Senin, 30 Agustus 2021

 

Di Balik Runtuhnya Afghanistan

Hasibullah Satrawi ;  Pengamat Terorisme, Politik Timur Tengah dan Dunia Islam

SINDONEWS, 25 Agustus 2021

 

 

                                                           

DUNIA dikejutkan dengan apa yang terjadi di Afghanistan dalam beberapa hari terakhir, khususnya di Ibu Kota Kabul. Bagaimana tidak, hanya dalam beberapa hari, Taliban yang menjadi gerakan pemberontak semenjak dilengserkan paksa oleh serangan Amerika Serikat (AS) pada tahun 2001 silam, dalam hitungan hari berhasil menguasai Istana Negara Afghanistan(15/08). Tanpa perlawanan bahkan nyaris tanpa pertempuran.

 

Hal ini terjadi setelah Presiden Afghanistan secara de jure, Ashraf Ghani, meninggalkan Istana Kepresidenan pada saat Taliban mulai memasuki Kota Kabul. Presiden yang menggantikan Hamid Karzai ini membela diri dengan mengatakan bahwa kepergiannya ke luar negeri untuk menghindari pertumpahan darah. Akibatnya terjadi kekacauan luar biasa di Kabul. Terlebih lagi pada waktu yang hampir bersamaan AS melakukan upaya evakuasi terhadap diplomat dan warganya yang membuat pesawat evakuasi AS diserbu oleh ribuan masyarakat Afghanistan yang hendak meninggalkan negaranya.
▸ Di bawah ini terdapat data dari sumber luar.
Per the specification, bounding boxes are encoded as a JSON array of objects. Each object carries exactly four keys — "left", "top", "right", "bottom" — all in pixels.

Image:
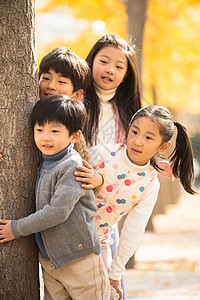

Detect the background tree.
[
  {"left": 125, "top": 0, "right": 148, "bottom": 89},
  {"left": 0, "top": 0, "right": 39, "bottom": 300}
]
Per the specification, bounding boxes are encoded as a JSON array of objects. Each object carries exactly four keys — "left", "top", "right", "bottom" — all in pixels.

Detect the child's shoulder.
[
  {"left": 59, "top": 149, "right": 82, "bottom": 168},
  {"left": 89, "top": 143, "right": 126, "bottom": 163}
]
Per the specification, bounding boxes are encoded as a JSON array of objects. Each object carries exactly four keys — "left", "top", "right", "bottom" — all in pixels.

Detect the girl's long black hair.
[{"left": 83, "top": 34, "right": 141, "bottom": 146}]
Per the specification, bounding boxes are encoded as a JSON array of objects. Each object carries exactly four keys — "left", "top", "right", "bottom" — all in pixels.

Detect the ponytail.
[{"left": 170, "top": 122, "right": 196, "bottom": 194}]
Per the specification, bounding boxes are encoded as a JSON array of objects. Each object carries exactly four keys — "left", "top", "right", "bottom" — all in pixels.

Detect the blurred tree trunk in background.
[
  {"left": 125, "top": 0, "right": 148, "bottom": 89},
  {"left": 0, "top": 0, "right": 39, "bottom": 300}
]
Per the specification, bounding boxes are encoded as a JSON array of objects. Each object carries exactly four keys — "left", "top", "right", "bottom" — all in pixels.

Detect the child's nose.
[
  {"left": 106, "top": 64, "right": 114, "bottom": 74},
  {"left": 42, "top": 132, "right": 50, "bottom": 141}
]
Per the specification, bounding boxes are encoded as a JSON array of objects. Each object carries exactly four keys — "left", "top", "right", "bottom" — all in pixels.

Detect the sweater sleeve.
[
  {"left": 11, "top": 163, "right": 88, "bottom": 238},
  {"left": 109, "top": 177, "right": 160, "bottom": 280}
]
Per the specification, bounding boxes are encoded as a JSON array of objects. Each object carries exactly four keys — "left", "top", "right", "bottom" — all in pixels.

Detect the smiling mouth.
[
  {"left": 102, "top": 76, "right": 113, "bottom": 82},
  {"left": 44, "top": 93, "right": 53, "bottom": 96},
  {"left": 42, "top": 145, "right": 53, "bottom": 149},
  {"left": 132, "top": 148, "right": 142, "bottom": 154}
]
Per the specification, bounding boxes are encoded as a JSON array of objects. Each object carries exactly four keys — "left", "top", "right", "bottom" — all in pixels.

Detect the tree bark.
[
  {"left": 125, "top": 0, "right": 148, "bottom": 90},
  {"left": 0, "top": 0, "right": 39, "bottom": 300}
]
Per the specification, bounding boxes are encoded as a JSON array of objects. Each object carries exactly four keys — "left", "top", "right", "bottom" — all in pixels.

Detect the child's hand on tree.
[
  {"left": 74, "top": 160, "right": 103, "bottom": 189},
  {"left": 0, "top": 149, "right": 3, "bottom": 162},
  {"left": 0, "top": 220, "right": 15, "bottom": 244}
]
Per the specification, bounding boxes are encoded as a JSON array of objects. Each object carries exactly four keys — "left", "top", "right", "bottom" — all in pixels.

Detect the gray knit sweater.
[{"left": 11, "top": 150, "right": 100, "bottom": 268}]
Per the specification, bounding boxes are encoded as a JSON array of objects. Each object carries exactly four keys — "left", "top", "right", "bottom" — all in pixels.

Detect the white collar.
[{"left": 94, "top": 83, "right": 117, "bottom": 103}]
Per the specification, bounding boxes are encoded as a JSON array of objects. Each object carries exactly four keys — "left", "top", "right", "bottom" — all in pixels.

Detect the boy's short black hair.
[
  {"left": 31, "top": 95, "right": 87, "bottom": 136},
  {"left": 39, "top": 47, "right": 91, "bottom": 92}
]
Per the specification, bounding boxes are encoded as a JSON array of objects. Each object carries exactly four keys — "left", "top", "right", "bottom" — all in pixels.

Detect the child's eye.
[
  {"left": 100, "top": 59, "right": 107, "bottom": 64},
  {"left": 59, "top": 80, "right": 67, "bottom": 84}
]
Mirisnya, pesawat evakuasi itu tetap terbang walaupun banyak orang bergelantungan dan sebagian terjatuh.

 

Ada beberapa hal di balik runtuhnya Afghanistan sebelum akhirnya menjadi jembatan emas bagi kembalinya Taliban ke tampuk kekuasaan di Afghanistan. Pertama dan terutama adalah faktor AS.

 

Pada tahap tertentu dapat dikatakan, AS adalah “faktor di atas faktor” terkait dengan hal-hal yang terjadi di Afghanistan, termasuk dalam beberapa hari terakhir. Dengan alasan memerangi para teroris (Osama bin Laden dan Al-Qaeda) AS datang dan menyerang Afghanistan pada 2001 yang saat itu dikuasai oleh Taliban. Setelah terhempas dari kekuasaan, Taliban terus melakukan perlawanan dan serangan, baik terhadap pemerintahan terbentuk setelah kehadiran AS di Afghanistan ataupun terhadap pasukan AS dan sekutunya yang berada di Afghanistan.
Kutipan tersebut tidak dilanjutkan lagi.